Shareholders are well aware of theirs, however: from their first trading in 2012 to their suspension last month, Naibu’s shares have lost 90 per cent.


One of the many horror stories from the Financial Times: "China’s intangible assets at home in Aim".

Some more snippets:


In 1995, timber group Sino-Forest floated in Toronto, rose to a market value of $6bn and gained US fund manager John Paulson as lead shareholder before collapsing amid allegations that its logs were illusory.

Fruit producer Asian Citrus came to the London Stock Exchange in 2005 and grew its share price sevenfold in five years — before losing 90 per cent of its value on claims that it had over-counted its oranges.

One Chinese company, shoemaker Ultrasonic, even offers hope to Naibu investors. After listing in Frankfurt in 2011, its shares fell 79 per cent in a day last year, on news that its chief executive, and much of its cash, had vanished. They recovered when he turned up a few weeks later claiming he had simply lost his mobile phone.


The article further looks at three key aspects:

The functioning of the exchanges
What does it say about London’s Aim that it enabled Naibu’s owners to float just 9 per cent of their shares, gain a £68m valuation for the company and — in the case of two of the top three original shareholders — offload entire stakes, amounting to 30 per cent of the group? Little wonder one FT hack suggests the market be renamed ATM. Sino-Forest’s senior executives found Canada’s market as bountiful: listing and offloading $83m of shares before their company collapsed.

The role of non-executive directors
Under the Aim rules, Naibu’s did not have to adopt the UK Corporate Governance Code, but they were required “to aspire to achieve the key elements”. Yet, in spite of claiming 30 years’ experience of the City, they seemed to do little for their £60,000-a-year part-time salaries beyond setting up an Aim compliance committee — and perhaps hanging on the telephone, in vain, to Fujian province.
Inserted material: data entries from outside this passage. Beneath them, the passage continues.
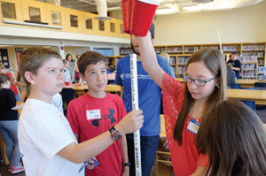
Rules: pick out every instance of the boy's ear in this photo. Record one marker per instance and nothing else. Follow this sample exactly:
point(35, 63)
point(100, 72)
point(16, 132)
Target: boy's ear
point(218, 82)
point(29, 77)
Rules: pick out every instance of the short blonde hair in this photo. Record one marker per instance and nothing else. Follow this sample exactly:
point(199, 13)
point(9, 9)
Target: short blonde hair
point(165, 56)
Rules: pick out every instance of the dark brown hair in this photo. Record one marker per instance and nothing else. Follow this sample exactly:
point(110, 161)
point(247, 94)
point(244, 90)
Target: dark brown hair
point(2, 66)
point(89, 58)
point(214, 61)
point(3, 79)
point(32, 59)
point(236, 140)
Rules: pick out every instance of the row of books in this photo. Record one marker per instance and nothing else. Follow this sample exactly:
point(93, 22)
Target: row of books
point(262, 70)
point(253, 47)
point(126, 51)
point(248, 58)
point(230, 48)
point(175, 49)
point(249, 74)
point(182, 60)
point(191, 49)
point(172, 60)
point(258, 54)
point(159, 50)
point(214, 47)
point(248, 66)
point(181, 70)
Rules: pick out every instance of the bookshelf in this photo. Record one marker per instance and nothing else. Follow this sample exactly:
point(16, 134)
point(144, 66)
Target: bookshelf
point(249, 67)
point(247, 51)
point(114, 59)
point(125, 51)
point(253, 49)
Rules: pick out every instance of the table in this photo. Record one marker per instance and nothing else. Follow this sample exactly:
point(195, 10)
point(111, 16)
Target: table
point(80, 90)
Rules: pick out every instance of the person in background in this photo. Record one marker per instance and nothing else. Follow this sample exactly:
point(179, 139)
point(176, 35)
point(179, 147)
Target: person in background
point(235, 63)
point(77, 69)
point(149, 101)
point(187, 105)
point(96, 112)
point(71, 67)
point(66, 72)
point(9, 123)
point(234, 137)
point(231, 75)
point(47, 142)
point(12, 82)
point(167, 58)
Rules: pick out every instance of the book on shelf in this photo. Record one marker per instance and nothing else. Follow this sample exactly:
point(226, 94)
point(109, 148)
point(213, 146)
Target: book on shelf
point(174, 49)
point(248, 66)
point(248, 59)
point(172, 60)
point(181, 70)
point(182, 60)
point(230, 48)
point(191, 49)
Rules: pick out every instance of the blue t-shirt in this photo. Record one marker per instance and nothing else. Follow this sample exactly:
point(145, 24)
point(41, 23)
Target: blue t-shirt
point(149, 93)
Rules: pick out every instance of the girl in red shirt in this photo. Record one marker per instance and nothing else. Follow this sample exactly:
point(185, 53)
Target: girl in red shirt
point(186, 105)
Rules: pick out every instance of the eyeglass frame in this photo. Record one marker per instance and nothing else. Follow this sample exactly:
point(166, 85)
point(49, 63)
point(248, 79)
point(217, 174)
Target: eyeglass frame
point(194, 80)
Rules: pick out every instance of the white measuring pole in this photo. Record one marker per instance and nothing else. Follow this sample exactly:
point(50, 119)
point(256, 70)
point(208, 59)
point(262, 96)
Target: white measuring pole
point(135, 106)
point(220, 42)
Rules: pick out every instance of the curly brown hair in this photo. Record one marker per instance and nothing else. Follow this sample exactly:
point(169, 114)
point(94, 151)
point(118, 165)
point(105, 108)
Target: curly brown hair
point(33, 58)
point(89, 58)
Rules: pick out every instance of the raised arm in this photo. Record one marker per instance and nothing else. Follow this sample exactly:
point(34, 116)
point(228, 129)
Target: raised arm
point(78, 153)
point(149, 59)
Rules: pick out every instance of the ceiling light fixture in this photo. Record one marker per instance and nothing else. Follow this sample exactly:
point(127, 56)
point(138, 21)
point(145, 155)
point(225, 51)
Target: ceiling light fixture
point(202, 1)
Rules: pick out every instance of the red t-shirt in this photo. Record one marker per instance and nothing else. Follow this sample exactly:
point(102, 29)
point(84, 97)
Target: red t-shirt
point(186, 158)
point(12, 87)
point(91, 117)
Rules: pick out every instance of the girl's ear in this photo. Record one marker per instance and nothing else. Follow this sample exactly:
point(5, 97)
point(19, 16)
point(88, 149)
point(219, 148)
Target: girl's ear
point(30, 77)
point(82, 76)
point(218, 81)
The integrity of corporate advisers
Naibu’s nominated adviser, before it relinquished its licence, filled the company’s Aim admission document with claims that it was China’s 10th-largest sportswear brand — in a survey commissioned by Naibu itself — in a booming market. For its diligence, it took an initial fee of £30,000, a further fee of £170,000, and commission at the rate of 5 per cent of the aggregate sums raised.
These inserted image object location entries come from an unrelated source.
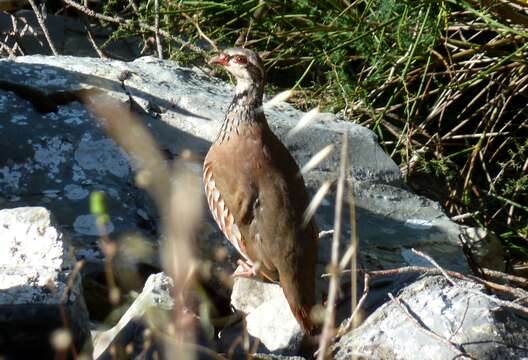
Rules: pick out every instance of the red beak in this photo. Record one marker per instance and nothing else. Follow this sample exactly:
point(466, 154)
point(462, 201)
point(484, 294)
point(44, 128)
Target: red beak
point(221, 60)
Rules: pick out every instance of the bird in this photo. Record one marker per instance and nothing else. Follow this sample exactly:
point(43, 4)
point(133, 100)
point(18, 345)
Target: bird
point(256, 193)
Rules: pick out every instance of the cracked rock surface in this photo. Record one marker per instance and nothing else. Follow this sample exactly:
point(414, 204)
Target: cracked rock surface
point(53, 153)
point(35, 268)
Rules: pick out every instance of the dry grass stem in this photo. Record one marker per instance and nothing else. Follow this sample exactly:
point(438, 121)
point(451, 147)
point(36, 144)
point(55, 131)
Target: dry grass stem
point(329, 320)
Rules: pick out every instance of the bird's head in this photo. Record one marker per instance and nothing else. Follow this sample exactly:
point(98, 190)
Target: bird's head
point(244, 64)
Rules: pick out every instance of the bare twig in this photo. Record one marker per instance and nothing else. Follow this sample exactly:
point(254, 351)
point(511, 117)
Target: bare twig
point(142, 25)
point(156, 28)
point(43, 27)
point(94, 44)
point(329, 322)
point(350, 324)
point(200, 32)
point(504, 303)
point(460, 353)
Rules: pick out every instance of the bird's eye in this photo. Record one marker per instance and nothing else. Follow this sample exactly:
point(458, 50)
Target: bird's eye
point(239, 59)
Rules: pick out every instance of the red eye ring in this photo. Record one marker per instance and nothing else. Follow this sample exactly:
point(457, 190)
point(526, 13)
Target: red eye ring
point(239, 59)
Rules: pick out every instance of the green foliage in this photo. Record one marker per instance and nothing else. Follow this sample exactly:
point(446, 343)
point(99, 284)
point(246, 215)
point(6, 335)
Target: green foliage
point(442, 83)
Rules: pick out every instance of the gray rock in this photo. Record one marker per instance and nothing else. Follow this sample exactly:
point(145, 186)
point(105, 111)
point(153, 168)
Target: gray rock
point(36, 264)
point(49, 141)
point(269, 317)
point(155, 298)
point(474, 323)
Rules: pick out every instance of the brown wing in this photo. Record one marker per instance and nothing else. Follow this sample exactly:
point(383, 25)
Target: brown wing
point(284, 235)
point(222, 215)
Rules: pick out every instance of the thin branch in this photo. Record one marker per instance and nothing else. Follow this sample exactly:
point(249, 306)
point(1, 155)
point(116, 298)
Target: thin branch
point(349, 325)
point(156, 28)
point(504, 303)
point(420, 326)
point(94, 44)
point(142, 25)
point(43, 27)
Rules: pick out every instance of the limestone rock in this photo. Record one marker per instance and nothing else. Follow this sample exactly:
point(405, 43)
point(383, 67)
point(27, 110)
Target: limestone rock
point(474, 323)
point(35, 268)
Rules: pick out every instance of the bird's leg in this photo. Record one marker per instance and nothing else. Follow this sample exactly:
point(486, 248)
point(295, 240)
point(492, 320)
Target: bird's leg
point(244, 269)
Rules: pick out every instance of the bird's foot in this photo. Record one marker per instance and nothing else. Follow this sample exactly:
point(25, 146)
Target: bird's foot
point(244, 269)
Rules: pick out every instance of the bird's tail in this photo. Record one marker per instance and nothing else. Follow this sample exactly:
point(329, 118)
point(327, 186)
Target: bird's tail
point(301, 298)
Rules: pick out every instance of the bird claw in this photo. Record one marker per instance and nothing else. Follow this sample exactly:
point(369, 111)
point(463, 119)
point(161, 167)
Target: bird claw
point(244, 270)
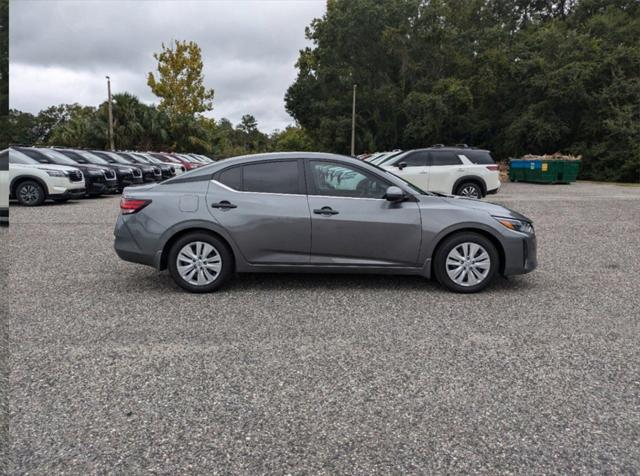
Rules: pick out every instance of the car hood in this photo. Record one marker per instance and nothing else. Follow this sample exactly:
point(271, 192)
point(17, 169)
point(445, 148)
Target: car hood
point(491, 208)
point(92, 167)
point(67, 168)
point(121, 167)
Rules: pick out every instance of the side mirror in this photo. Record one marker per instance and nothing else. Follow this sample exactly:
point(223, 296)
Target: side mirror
point(394, 194)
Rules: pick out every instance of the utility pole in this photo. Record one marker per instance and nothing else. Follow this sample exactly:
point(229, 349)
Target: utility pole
point(353, 123)
point(110, 114)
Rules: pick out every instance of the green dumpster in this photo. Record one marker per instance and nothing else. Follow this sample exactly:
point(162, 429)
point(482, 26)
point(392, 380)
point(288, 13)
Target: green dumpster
point(543, 171)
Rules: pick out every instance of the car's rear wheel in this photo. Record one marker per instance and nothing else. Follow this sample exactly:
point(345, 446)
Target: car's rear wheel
point(30, 193)
point(469, 190)
point(200, 262)
point(466, 262)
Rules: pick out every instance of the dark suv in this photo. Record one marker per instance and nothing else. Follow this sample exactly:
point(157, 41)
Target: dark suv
point(126, 175)
point(149, 172)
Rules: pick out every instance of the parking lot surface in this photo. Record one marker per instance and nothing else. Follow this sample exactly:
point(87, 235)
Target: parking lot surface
point(114, 369)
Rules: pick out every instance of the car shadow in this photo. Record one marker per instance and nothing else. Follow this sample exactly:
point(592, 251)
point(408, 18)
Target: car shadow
point(242, 283)
point(50, 203)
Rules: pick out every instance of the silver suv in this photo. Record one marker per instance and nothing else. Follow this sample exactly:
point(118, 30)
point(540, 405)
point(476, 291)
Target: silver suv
point(301, 212)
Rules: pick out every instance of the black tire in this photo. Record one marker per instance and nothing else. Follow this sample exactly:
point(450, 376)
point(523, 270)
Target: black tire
point(30, 193)
point(443, 250)
point(469, 190)
point(226, 257)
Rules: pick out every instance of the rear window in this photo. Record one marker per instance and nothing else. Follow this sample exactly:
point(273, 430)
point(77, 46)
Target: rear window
point(444, 157)
point(479, 157)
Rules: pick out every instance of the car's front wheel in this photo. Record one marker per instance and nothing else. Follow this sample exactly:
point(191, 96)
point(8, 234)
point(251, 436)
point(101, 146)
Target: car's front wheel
point(469, 190)
point(30, 193)
point(466, 262)
point(200, 263)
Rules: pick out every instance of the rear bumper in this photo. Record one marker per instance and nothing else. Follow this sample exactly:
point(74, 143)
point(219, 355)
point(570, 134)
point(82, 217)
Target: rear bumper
point(126, 247)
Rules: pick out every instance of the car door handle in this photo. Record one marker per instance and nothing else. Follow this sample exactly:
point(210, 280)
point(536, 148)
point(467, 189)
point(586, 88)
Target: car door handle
point(325, 211)
point(223, 204)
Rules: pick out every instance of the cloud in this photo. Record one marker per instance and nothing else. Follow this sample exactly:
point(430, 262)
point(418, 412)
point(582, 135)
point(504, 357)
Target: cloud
point(61, 50)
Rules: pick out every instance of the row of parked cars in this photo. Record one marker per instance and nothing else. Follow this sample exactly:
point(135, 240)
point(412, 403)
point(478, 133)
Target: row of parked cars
point(452, 170)
point(38, 174)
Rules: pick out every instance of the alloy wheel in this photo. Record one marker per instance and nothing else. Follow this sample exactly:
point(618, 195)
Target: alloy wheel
point(199, 263)
point(29, 194)
point(470, 191)
point(468, 264)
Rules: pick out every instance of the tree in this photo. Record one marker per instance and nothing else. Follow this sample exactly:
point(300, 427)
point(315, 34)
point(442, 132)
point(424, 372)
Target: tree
point(293, 138)
point(534, 76)
point(180, 82)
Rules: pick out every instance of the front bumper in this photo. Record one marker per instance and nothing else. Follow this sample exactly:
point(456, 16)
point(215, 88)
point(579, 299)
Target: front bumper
point(99, 187)
point(69, 193)
point(520, 255)
point(128, 179)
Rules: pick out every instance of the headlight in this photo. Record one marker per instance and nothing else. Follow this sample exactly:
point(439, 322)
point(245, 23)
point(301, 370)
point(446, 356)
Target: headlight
point(516, 225)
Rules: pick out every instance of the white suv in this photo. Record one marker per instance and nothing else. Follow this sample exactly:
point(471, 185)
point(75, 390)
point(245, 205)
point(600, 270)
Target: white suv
point(31, 182)
point(461, 171)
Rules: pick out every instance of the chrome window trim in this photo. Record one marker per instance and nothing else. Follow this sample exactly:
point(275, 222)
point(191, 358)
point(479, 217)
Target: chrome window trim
point(260, 193)
point(292, 194)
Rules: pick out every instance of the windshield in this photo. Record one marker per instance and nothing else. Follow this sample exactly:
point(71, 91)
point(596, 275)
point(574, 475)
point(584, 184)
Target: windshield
point(57, 157)
point(94, 159)
point(151, 160)
point(123, 158)
point(141, 158)
point(386, 158)
point(416, 189)
point(17, 157)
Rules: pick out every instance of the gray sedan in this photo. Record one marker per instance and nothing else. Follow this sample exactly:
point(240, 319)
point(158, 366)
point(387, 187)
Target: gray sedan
point(315, 212)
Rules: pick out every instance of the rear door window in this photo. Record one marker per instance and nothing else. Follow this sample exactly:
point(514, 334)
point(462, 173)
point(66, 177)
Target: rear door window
point(444, 157)
point(479, 157)
point(272, 177)
point(415, 159)
point(231, 177)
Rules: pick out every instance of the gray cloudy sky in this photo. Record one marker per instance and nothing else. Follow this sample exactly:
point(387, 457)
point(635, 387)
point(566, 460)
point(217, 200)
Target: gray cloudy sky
point(62, 49)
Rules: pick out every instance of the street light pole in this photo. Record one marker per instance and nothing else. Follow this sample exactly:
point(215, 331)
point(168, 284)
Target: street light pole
point(111, 145)
point(353, 123)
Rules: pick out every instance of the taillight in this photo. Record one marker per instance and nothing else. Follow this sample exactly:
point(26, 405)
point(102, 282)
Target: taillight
point(132, 205)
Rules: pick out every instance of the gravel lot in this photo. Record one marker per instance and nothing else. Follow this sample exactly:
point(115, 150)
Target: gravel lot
point(114, 369)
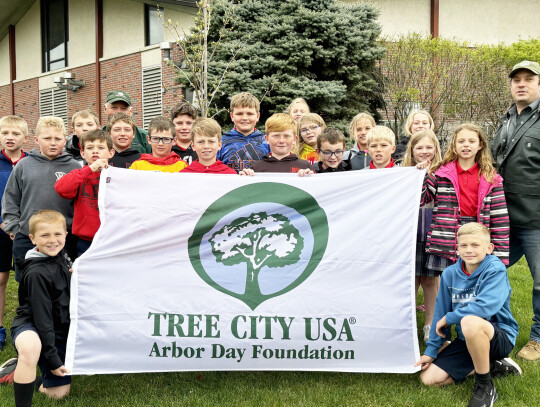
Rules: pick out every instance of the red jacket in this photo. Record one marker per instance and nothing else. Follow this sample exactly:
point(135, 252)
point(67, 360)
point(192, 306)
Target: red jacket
point(217, 168)
point(82, 186)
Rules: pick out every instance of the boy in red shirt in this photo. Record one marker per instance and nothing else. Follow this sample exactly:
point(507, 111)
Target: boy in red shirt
point(206, 142)
point(82, 186)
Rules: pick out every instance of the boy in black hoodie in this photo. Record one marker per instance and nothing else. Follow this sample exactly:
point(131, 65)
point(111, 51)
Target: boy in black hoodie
point(40, 327)
point(281, 136)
The above is all very relevant for China listed companies on Bursa and SGX ("S-chips"). My concern in all of this is the enforcement across borders, which seems to me very complicated.

However, there might be some hope. I wrote before about China Sky, Singapore's Business Times reported regarding enforcement against its former CEO, some snippets:


Former chief executive of beleaguered China Sky Chemical Fibre, Huang Zhong Xuan, will pay a civil penalty of S$2.5 million and surrender 10 per cent of his shareholding in China Sky under a settlement agreement with the Monetary Authority of Singapore (MAS).

The civil penalty was meted out after he admitted to making misleading public disclosures and failing to make the required disclosures to the market, thereby breaching the Securities and Futures Act (SFA), the MAS said on Thursday.

The S$2.5 million penalty will be paid from the US$3.7 million in his Singapore bank account, which was frozen under a High Court injunction that MAS obtained in 2013. The surrender or cancellation of his shares will raise the net asset value per share for existing China Sky shareholders.

MAS assistant managing director for capital markets Lee Boon Ngiap said: "The offer by Huang to surrender 10 per cent of his shareholdings in China Sky is the first negotiated settlement of its kind, directly benefiting existing shareholders of China Sky. 

CAD director Tan Boon Gin said: "Cases like this have jurisdictional issues that make case resolution challenging. This case has come to a successful resolution through close collaboration between MAS, CAD and SGX, as well as assistance rendered by the authorities and regulators in the People's Republic of China.